# Perfect grilled pork chops.



## Kayelle (Jan 2, 2014)

I posted this at tonight's dinner thread but thought I'd better put it here too, lest I get in trouble. 

I have a couple of beautiful big thick loin pork chops in brine and I'll be doing them outside on the *hot* grill as instructed by America's Test Kitchen. You mix together
1 1/2 tsp. honey
1 tsp. anchovy paste
1 tsp black pepper
1 Tbs. oil
brush mixture on chops and grill with spectacular results. They always  have beautiful grill marks without over cooking them.

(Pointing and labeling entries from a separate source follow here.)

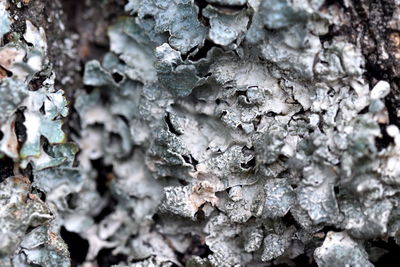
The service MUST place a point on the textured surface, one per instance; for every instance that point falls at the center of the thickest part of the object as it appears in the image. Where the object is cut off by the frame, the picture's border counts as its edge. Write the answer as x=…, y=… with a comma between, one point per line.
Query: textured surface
x=210, y=133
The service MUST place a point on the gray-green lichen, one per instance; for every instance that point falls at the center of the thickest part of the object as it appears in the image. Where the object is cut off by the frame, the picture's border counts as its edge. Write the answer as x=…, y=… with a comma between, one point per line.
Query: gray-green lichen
x=229, y=124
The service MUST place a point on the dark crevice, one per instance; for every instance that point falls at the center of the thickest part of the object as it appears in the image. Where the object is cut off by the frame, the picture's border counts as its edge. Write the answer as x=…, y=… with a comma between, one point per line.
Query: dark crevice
x=78, y=247
x=36, y=83
x=106, y=258
x=20, y=129
x=171, y=128
x=250, y=164
x=203, y=51
x=104, y=175
x=197, y=247
x=190, y=160
x=117, y=77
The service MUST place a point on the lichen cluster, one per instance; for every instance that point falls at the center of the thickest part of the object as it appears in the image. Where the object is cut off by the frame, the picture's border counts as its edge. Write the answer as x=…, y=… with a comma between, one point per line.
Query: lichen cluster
x=229, y=122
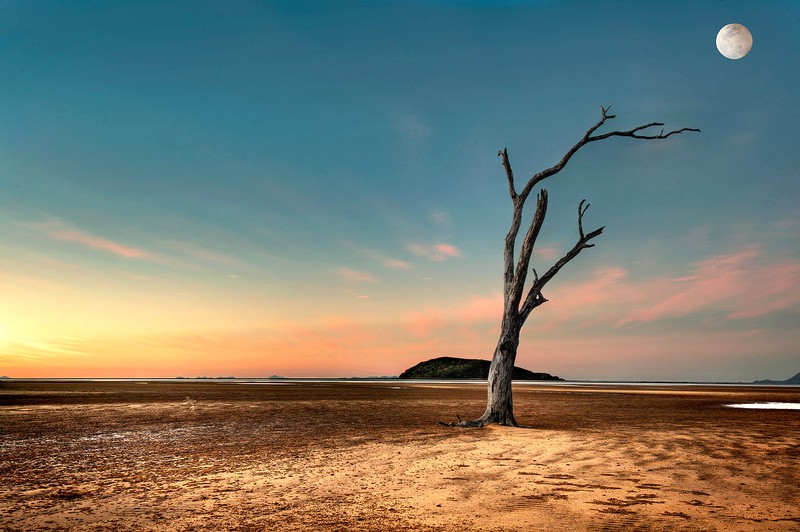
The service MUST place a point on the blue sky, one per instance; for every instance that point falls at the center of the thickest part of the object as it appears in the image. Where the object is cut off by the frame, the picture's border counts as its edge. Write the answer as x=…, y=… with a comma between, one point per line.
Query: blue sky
x=312, y=188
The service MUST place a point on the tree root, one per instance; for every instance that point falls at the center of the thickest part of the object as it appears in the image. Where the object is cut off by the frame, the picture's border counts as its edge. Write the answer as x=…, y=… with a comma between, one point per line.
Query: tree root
x=481, y=422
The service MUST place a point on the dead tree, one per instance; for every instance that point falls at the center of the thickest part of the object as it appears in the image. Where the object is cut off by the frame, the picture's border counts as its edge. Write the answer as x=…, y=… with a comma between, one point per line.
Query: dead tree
x=516, y=309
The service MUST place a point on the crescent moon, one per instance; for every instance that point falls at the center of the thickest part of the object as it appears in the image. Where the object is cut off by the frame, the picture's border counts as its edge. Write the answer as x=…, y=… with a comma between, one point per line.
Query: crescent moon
x=734, y=41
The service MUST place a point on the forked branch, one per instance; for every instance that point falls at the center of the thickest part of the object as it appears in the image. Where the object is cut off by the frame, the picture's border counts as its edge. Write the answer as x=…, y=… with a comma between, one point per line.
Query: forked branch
x=636, y=133
x=535, y=297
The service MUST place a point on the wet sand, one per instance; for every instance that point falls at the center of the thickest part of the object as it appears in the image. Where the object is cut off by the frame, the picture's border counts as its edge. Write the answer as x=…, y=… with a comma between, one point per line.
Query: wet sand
x=363, y=456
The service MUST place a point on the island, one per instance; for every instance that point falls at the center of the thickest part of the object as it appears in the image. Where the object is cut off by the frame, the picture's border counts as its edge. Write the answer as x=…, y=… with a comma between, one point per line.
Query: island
x=791, y=380
x=466, y=368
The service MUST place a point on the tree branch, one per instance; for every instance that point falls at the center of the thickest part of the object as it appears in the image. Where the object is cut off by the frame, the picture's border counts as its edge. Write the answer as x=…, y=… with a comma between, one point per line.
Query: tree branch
x=535, y=297
x=509, y=174
x=526, y=250
x=587, y=138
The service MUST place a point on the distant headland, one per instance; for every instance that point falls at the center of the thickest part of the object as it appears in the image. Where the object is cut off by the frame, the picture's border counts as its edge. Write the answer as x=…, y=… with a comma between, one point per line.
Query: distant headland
x=792, y=380
x=466, y=368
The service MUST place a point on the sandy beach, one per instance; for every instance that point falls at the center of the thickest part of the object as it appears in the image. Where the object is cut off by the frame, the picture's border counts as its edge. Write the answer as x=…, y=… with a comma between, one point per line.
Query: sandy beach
x=371, y=456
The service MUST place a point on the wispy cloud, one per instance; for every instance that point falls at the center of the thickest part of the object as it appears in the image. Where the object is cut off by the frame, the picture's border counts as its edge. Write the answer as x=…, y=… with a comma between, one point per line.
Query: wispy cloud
x=192, y=250
x=356, y=276
x=435, y=252
x=61, y=230
x=441, y=218
x=739, y=285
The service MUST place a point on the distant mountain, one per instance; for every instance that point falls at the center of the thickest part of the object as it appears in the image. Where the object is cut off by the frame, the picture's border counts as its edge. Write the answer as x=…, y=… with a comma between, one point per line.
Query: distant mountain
x=466, y=368
x=793, y=380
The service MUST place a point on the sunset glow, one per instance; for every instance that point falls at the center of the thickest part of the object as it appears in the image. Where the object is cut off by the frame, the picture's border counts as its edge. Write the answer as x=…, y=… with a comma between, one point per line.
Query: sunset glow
x=260, y=188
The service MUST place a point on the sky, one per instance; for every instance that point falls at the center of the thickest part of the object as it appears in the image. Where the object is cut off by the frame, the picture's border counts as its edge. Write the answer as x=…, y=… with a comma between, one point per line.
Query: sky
x=312, y=189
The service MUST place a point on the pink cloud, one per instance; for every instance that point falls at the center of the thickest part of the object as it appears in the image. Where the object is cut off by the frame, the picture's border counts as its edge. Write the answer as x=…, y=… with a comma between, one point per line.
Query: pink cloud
x=738, y=285
x=435, y=252
x=61, y=230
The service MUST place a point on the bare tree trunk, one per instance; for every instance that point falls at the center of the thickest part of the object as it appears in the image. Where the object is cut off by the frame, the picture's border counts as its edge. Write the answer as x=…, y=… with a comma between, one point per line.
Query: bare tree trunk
x=499, y=405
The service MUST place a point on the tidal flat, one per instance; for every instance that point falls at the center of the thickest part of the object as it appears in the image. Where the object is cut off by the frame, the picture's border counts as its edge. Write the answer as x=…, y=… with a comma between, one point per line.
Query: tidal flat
x=371, y=456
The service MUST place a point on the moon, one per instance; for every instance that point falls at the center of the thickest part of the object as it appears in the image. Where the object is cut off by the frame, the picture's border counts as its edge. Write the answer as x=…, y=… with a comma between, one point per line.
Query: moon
x=734, y=41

They should test  with an instant read thermometer at 145 degrees, and rest covered for  5-10 minutes.

I bet boneless skinless chicken breasts (so hard to grill to perfection) would do equally well, although they should test at 165 degrees.


----------



## pacanis (Jan 2, 2014)

mmm, I can't wait to see them.


----------



## Kayelle (Jan 2, 2014)

Behold Pac...they were perfect in every way, she said modestly.


----------



## Dawgluver (Jan 2, 2014)

Kayelle said:


> Behold Pac...they were perfect in every way, she said modestly.



I am gnawing through my iPad.  Those look fantastic, and nothing to be modest about, Kayelle!


----------



## jennyema (Jan 2, 2014)

Yum!

Every time I think of grilling in the winter we get a foot if snow, though!


----------



## Kayelle (Jan 2, 2014)

Thanks so much, Dawg and Jenny. Maybe they would do well on a stove top grill pan? I don't see why not.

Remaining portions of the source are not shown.